Question

If 3 g of glucose (Molar mass = 180) is dissolved in 60 g of water at 15 degree, the osmotic pressure of the solution will be

• A. 6.57 atm
• B. 0.34 atm
• C. 5.57 atm
• D. 0.65 atm

Answer 1

The Correct Option is A

To calculate the osmotic pressure of a solution, we can use the formula:
\(\text{Osmotic pressure} = \left( \frac{n}{V} \right)RT\)
First, let's calculate the number of moles of glucose:
\(\text{Number of moles of glucose} = \frac{\text{mass of glucose}}{\text{molar mass of glucose}}\)

\(\text{Number of moles of glucose} = \frac{3 \, \text{g}}{180 \, \text{g/mol}} = 0.0167 \, \text{mol}\)

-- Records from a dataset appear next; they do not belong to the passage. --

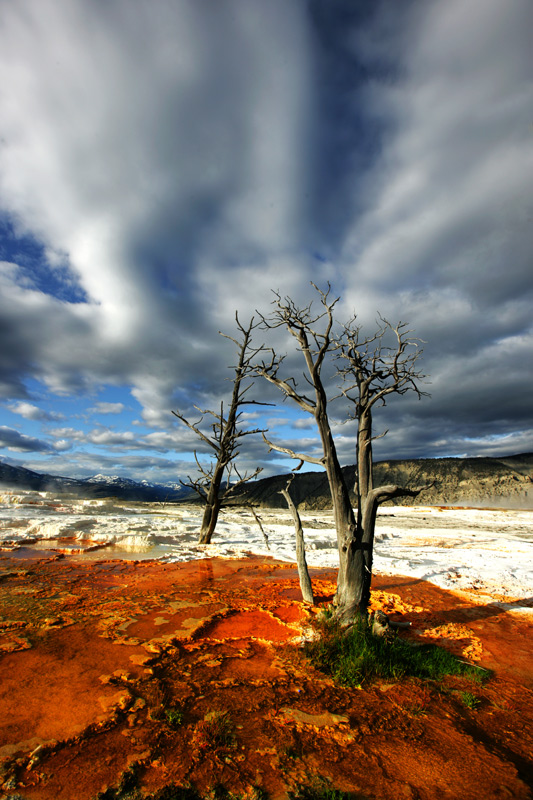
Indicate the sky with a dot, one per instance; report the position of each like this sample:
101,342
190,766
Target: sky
165,164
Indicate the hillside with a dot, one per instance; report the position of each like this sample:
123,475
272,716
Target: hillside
456,481
97,486
505,481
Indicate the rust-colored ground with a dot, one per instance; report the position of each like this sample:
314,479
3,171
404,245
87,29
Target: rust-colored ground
93,655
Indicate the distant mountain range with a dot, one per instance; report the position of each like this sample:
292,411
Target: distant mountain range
97,486
505,481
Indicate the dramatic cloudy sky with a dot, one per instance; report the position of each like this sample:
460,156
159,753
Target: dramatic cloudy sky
164,163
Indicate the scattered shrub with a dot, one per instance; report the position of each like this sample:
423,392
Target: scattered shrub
355,656
175,717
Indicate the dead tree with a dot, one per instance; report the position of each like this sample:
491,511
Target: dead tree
306,586
371,368
223,436
370,371
315,345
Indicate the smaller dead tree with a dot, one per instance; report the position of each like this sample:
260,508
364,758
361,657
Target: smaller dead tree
371,368
223,436
303,571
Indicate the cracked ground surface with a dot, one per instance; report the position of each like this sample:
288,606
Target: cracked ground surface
95,657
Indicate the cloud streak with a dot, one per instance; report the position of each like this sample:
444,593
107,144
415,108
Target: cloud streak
171,164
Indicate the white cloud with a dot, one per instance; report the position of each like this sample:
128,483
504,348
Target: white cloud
180,163
30,411
107,408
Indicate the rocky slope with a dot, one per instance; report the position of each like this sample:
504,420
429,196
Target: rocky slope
455,481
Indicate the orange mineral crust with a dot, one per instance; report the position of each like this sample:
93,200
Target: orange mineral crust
129,679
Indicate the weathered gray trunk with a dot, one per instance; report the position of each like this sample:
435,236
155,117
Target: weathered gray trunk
212,507
355,595
303,571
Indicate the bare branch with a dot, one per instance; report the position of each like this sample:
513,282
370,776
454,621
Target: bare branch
292,454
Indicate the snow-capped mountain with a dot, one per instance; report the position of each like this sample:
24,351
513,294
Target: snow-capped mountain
98,485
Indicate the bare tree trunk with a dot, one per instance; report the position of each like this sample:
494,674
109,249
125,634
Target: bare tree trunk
355,594
212,507
260,526
343,514
303,571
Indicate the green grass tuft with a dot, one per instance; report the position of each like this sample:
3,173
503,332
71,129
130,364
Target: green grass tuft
175,717
356,656
470,700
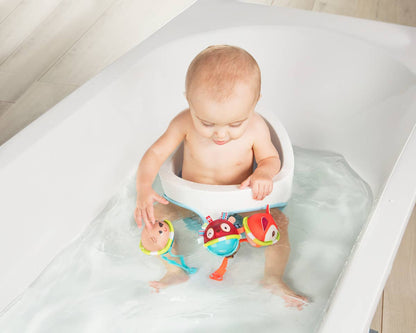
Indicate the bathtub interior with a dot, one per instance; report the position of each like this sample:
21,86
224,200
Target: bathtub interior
326,89
331,92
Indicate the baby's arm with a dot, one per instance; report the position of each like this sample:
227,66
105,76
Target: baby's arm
268,162
149,166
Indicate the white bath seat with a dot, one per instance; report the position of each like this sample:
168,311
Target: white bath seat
212,200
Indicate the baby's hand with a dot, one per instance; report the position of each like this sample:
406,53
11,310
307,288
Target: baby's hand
261,184
144,206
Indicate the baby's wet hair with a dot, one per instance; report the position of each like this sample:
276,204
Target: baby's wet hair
218,68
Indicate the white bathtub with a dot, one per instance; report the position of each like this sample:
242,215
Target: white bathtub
337,83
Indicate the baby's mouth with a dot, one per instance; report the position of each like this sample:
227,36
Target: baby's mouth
220,142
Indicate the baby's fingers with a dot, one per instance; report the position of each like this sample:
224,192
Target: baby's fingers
160,199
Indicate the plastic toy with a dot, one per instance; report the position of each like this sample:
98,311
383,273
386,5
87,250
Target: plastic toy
223,238
159,241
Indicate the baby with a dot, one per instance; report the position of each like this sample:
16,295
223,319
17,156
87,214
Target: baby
222,89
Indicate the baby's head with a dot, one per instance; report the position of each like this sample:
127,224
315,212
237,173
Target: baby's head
156,238
222,88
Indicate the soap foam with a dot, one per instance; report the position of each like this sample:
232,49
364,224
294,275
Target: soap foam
100,282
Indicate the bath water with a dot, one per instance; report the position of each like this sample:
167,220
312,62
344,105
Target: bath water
100,282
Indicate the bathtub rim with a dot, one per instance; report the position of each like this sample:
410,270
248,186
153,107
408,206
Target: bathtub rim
117,69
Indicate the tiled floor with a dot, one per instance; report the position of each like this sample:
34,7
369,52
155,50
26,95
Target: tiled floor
48,48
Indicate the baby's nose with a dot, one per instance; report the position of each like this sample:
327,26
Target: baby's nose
221,133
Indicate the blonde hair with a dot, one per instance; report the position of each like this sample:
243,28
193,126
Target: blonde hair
219,68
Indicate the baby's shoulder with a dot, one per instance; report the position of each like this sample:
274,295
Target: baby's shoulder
258,124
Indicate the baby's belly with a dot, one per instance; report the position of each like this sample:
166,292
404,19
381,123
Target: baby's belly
223,174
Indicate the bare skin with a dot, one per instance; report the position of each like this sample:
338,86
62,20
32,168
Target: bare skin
174,275
221,137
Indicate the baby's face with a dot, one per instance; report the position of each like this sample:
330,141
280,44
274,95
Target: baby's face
222,121
156,238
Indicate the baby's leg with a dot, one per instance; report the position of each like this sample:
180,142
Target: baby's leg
277,256
174,275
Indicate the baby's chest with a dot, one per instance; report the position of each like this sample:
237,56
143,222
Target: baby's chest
227,156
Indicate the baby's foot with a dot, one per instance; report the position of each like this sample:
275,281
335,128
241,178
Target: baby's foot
171,278
278,287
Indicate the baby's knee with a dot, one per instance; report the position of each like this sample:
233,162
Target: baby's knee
281,219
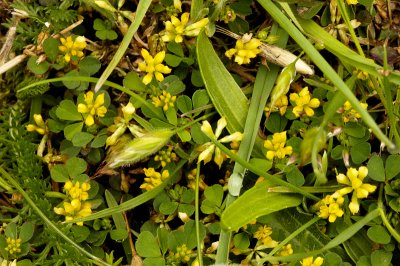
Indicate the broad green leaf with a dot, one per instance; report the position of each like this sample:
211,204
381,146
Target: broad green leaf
147,245
50,48
376,170
241,241
67,110
118,234
254,203
224,92
381,258
378,234
140,13
392,166
81,139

Next, we need to convert the mass of water to volume:
\(\text{Volume of water} = \frac{\text{mass of water}}{\text{density of water}}\)

\(\text{Volume of water} = \frac{60 \, \text{g}}{1 \, \text{g/cm}^3} = 60 \, \text{cm}^3 = 0.06 \, \text{L}\)

Now, we can calculate the osmotic pressure:
\(\text{Osmotic pressure} = \left( \frac{0.0167 \, \text{mol}}{0.06 \, \text{L}} \right) \times (0.0821 \, \text{L.atm/(mol.K)}) \times (15 + 273) \, \text{K}\)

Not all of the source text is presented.